Hi! A kinda big one with a few updates:
new article
my most astounding fuckup yet (also a new article)
a third article?? (sorta)
a resolution to the Mystery of The Scatman
i know who The Mole is?
an article about video games
(and, full disclosure, web3)
Here's a little secret: it's easy to tell what's going to happen on the internet broadly if you pay attention to video games specifically. If you want to know how technology, business, and culture all feed off each other to form new trends, you just gotta play (or read about) video games and watch how players respond to them. Each one is like an isolated beta test for new forms of interactivity in digital society, leading to the development of everything, from the technological and social innovations of livestreaming on Twitch (very cool) to the rhetorical and behavioral innovations of Gamergate (less cool).
“Oh, how convenient!” you say. “All of the internet is explained via a formative interest you developed as a child.” Fair point. However, I’d counter with “video games literally combine technological progress with interactivity and creative expression.” Not sure what else to say here other than that every video game is the experience of using the internet in microcosm!
In 2018, I wrote a piece explaining the success of Fortnite, positioning it more as a social platform than a deathmatch.

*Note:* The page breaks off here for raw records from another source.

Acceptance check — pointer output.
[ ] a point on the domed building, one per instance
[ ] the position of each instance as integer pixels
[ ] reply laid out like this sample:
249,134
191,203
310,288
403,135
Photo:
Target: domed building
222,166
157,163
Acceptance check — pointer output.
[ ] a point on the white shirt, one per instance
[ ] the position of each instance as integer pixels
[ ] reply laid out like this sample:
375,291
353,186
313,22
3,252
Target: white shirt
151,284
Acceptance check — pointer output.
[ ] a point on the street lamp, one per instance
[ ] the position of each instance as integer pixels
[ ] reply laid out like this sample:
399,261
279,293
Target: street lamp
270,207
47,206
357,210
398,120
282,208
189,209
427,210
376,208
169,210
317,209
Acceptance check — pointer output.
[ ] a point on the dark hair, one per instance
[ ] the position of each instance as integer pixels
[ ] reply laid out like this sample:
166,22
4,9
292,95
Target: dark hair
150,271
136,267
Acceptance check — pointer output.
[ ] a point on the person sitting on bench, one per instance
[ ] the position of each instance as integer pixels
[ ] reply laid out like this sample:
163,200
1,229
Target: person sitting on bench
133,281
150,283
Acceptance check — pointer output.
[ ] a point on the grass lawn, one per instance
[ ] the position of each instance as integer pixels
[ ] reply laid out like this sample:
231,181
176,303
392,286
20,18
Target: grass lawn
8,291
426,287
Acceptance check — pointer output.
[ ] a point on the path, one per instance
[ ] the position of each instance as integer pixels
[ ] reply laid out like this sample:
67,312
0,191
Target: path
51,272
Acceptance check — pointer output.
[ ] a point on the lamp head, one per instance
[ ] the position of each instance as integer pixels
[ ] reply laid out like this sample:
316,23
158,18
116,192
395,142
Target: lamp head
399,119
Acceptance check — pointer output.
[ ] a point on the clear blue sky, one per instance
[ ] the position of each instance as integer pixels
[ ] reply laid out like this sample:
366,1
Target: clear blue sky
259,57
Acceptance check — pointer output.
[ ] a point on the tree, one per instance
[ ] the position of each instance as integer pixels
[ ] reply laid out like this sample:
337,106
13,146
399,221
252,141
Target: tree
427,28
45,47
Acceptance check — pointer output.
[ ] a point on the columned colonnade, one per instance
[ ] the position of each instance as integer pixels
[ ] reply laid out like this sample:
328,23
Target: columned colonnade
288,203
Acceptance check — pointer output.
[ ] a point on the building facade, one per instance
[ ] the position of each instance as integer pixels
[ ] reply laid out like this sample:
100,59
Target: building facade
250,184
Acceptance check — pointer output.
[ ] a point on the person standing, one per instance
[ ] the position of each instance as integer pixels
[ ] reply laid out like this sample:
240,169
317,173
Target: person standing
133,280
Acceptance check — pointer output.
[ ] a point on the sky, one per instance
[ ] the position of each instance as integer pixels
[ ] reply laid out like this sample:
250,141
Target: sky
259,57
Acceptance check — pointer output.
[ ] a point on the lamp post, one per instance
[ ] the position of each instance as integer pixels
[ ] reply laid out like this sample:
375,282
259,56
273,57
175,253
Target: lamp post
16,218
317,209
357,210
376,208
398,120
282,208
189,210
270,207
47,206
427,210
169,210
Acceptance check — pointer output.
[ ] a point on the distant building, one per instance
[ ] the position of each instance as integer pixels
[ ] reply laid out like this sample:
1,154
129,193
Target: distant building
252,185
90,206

I wrote all of this not just before people started throwing the term "metaverse" around, but also before Fortnite itself started doing a lot of the things it’s now well-known for: doing tie-in events with popular entertainment franchises; selling skins of pro athletes; hosting concerts and movie screenings; putting TikTok dances in as emotes; and overall, fashioning itself less as a competitive shooter and more as a game where its fun to just hang in the (cyber)space. That article remains probably my greatest called shot. How many pieces about Fortnite written in 2018 reflect the game's scope and function as it exists today? I'd bet very few.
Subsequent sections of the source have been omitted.